Follow your calendar’s instructions on importing calendars.  When it prompts you to specify a file or link (“URL”), cut-and-paste the the links below into your calendar program (one at a time as separate imports, that is).  Since the links are so long, it may be easiest to just right click each link. Then, when the little menu pops up, select “Copy Shortcut”. That’s what Microsoft Internet Explorer calls it.  Select “Copy Link Address” if you use Google Chrome, or “Copy Link Location” if you use Firefox.  Then paste the link as you normally would.

To get more alternatives, more explanations, and more insight into the Greek Archdiocese 2009-2010 Planner, please visit this link: http://www.goarch.org/archdiocese/departments/youth/planner2009/

Advanced Question:  What’s the difference between using the links above VS. just downloading and importing the basic.ics file?

I’m glad you asked.  Using the links is like “subscribing” to the church’s calendars’ changes and updates.  Downloading and importing the file is like taking a one-time snapshot of the church’s calendars.

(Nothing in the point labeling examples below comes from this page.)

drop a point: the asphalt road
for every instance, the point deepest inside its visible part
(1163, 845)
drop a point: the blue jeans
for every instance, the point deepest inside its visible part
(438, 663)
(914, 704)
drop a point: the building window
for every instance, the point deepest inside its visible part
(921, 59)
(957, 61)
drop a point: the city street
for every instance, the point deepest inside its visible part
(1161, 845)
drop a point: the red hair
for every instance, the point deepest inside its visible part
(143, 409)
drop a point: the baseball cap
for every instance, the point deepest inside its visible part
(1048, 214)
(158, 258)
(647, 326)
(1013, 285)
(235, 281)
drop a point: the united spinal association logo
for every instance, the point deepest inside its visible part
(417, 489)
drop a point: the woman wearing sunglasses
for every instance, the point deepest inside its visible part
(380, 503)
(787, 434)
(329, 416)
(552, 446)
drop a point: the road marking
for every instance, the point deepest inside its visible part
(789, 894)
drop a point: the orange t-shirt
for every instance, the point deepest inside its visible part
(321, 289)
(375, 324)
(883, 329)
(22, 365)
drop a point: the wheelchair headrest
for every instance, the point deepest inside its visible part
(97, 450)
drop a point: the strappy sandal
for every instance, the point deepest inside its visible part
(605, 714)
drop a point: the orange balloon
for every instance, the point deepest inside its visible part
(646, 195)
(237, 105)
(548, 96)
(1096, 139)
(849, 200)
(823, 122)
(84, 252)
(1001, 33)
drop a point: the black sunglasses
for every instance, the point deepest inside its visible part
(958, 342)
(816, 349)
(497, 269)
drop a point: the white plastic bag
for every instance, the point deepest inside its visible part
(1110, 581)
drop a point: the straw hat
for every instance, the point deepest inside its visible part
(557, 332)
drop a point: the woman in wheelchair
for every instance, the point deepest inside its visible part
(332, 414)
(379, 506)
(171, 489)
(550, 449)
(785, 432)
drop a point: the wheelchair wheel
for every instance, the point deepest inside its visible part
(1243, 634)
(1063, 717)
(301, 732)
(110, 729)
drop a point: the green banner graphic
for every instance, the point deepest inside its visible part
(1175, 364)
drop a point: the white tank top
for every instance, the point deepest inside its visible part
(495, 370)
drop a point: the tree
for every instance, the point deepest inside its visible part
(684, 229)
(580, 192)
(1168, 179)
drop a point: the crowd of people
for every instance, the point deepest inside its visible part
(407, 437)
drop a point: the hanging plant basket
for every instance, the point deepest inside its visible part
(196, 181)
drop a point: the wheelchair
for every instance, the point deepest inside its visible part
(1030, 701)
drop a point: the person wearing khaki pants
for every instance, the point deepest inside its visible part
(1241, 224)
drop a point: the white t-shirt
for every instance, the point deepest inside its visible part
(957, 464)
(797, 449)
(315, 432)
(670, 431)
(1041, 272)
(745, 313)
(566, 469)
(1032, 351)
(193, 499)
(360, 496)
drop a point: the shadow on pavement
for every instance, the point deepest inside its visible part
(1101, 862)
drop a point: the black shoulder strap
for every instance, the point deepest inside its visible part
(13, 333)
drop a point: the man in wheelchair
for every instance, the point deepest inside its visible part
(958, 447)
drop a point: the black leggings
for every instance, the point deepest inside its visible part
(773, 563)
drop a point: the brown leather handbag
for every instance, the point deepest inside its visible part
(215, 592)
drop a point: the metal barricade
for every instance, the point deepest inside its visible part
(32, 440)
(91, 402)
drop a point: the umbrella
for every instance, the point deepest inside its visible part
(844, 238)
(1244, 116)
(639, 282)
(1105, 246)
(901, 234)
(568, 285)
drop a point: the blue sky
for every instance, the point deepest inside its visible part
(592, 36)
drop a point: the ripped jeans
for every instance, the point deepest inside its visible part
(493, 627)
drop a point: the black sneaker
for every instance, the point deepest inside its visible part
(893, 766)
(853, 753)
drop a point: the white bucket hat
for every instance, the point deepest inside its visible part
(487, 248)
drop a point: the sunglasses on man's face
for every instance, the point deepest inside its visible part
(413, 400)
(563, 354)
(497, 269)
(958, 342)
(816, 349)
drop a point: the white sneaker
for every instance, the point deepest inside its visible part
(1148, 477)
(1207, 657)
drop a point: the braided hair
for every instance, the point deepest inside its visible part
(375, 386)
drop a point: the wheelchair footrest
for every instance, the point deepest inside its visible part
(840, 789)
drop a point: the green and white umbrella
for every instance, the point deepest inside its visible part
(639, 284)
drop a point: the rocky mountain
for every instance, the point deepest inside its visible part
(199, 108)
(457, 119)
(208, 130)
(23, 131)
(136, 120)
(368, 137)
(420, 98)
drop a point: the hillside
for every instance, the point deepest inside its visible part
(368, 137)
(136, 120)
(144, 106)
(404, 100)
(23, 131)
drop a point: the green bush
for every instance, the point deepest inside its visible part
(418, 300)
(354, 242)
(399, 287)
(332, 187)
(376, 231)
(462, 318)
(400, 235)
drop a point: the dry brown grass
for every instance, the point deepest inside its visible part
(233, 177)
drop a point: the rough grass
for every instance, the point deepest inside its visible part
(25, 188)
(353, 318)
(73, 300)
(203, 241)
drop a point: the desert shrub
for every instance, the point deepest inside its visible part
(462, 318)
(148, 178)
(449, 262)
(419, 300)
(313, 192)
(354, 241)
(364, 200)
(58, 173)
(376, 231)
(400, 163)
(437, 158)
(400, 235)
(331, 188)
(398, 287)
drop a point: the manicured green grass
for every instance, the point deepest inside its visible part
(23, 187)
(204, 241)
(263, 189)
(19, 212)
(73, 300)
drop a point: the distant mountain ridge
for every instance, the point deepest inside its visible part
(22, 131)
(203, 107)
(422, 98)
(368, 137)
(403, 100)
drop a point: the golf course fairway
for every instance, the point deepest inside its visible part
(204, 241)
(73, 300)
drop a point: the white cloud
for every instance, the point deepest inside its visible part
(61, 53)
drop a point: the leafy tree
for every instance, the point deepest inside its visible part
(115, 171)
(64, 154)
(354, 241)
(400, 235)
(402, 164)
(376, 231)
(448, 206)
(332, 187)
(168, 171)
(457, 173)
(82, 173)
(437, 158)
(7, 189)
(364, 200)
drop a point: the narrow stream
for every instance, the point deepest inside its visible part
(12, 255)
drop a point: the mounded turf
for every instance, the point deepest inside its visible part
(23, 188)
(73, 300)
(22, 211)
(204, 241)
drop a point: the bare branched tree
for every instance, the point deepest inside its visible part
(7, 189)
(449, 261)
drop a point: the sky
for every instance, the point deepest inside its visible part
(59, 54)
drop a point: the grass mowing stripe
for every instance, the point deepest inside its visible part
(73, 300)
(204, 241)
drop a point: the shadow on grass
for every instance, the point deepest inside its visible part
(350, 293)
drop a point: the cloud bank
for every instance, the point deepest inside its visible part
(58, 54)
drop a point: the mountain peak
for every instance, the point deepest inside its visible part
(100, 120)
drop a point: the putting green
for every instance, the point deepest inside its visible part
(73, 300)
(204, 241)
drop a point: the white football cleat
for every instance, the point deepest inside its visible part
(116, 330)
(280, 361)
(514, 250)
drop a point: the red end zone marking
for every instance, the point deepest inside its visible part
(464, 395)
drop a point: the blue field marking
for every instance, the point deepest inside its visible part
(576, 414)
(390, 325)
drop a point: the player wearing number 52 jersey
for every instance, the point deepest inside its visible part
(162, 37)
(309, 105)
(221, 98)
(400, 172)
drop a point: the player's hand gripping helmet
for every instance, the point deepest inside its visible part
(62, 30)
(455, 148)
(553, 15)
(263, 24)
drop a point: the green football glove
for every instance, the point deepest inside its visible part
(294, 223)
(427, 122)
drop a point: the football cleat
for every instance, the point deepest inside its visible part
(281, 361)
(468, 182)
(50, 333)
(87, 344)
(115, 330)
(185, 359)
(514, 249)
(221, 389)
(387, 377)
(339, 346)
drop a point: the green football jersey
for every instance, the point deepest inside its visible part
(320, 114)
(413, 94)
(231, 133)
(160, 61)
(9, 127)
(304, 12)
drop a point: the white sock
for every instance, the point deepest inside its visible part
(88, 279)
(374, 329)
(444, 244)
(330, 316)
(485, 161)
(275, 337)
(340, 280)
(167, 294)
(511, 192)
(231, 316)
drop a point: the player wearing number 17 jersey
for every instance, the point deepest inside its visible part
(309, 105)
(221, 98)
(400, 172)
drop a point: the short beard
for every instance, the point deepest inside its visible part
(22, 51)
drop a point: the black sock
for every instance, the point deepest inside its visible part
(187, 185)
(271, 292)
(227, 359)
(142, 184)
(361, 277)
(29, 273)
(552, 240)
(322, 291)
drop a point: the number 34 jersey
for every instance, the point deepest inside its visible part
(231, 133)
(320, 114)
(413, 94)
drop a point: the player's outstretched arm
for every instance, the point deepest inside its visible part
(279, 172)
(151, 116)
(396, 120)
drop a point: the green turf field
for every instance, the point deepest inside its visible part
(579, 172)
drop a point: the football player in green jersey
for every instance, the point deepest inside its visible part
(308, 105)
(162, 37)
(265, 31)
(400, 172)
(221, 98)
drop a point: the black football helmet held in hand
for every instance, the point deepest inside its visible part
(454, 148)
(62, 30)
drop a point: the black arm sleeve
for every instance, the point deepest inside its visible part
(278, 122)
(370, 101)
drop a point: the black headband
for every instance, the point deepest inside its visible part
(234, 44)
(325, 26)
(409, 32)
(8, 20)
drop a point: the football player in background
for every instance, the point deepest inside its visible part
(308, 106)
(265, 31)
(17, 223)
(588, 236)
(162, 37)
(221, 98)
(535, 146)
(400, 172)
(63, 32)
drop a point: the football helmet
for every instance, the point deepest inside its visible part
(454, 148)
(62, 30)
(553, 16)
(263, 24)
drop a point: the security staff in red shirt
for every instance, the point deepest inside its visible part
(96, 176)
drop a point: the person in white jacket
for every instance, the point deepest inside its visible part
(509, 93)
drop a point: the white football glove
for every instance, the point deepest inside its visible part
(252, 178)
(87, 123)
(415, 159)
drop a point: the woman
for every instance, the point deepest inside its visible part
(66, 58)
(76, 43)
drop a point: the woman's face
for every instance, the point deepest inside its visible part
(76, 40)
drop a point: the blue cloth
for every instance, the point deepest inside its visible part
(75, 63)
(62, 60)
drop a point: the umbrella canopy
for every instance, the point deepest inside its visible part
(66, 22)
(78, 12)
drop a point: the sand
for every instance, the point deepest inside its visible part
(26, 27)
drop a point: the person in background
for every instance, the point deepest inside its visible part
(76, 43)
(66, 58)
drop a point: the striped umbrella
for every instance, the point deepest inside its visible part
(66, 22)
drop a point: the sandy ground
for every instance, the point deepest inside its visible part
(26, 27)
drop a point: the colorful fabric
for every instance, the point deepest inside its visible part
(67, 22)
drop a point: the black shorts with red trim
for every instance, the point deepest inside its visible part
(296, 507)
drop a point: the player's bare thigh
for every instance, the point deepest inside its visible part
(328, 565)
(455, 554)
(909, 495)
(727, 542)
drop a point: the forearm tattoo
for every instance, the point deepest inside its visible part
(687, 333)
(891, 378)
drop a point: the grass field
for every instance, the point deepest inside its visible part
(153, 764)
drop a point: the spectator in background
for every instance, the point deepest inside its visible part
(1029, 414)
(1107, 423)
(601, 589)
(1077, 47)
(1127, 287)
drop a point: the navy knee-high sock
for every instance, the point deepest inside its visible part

Google calendar definitely supports subscription to other calendars.

The snapshot approach is fine for the Scripture Readings and Saint Commemorations calendar because it only changes on an annual basis, but taking a snapshot is not a good approach for parish events since they are being updated constantly.  The TGOC church office only populates many of the upcoming events one or two months at most in advance.  So, again, if your calendar program supports it, try to use the “link” or “subscription” approach rather than just downloading and importing the ICS file.

Alternative #2, Use RSS Feeds

Another approach is to take the “raw” information from the calendars via something called an RSS Feed.  Many browsers have RSS feed support built into them.

To get an RSS feed of the TGOC Parish Events calendar, go to the church web site at http://transfiguration.org.  Then select Events>>Parish Events.  Scroll to the very bottom of the page.  Below the calendar are three, thin, colored rectangles.  The one on the left is orange and says “XML” in white letters.  Click on that.

If you are using Microsoft Internet Explorer or Mozilla Firefox, you will be invited to subscribe to that calendar’s RSS feed.  If you are using Google Chrome, it will just throw a mess on your screen.   I will figure out how you’d subscribe to an RSS feed in Google Chrome and let you know.

Again, I cannot get into too much more nitty gritty detail in this short space, but if you have some computer agility, and want to try, I hope this gives you a few helpful pointers with which to get started.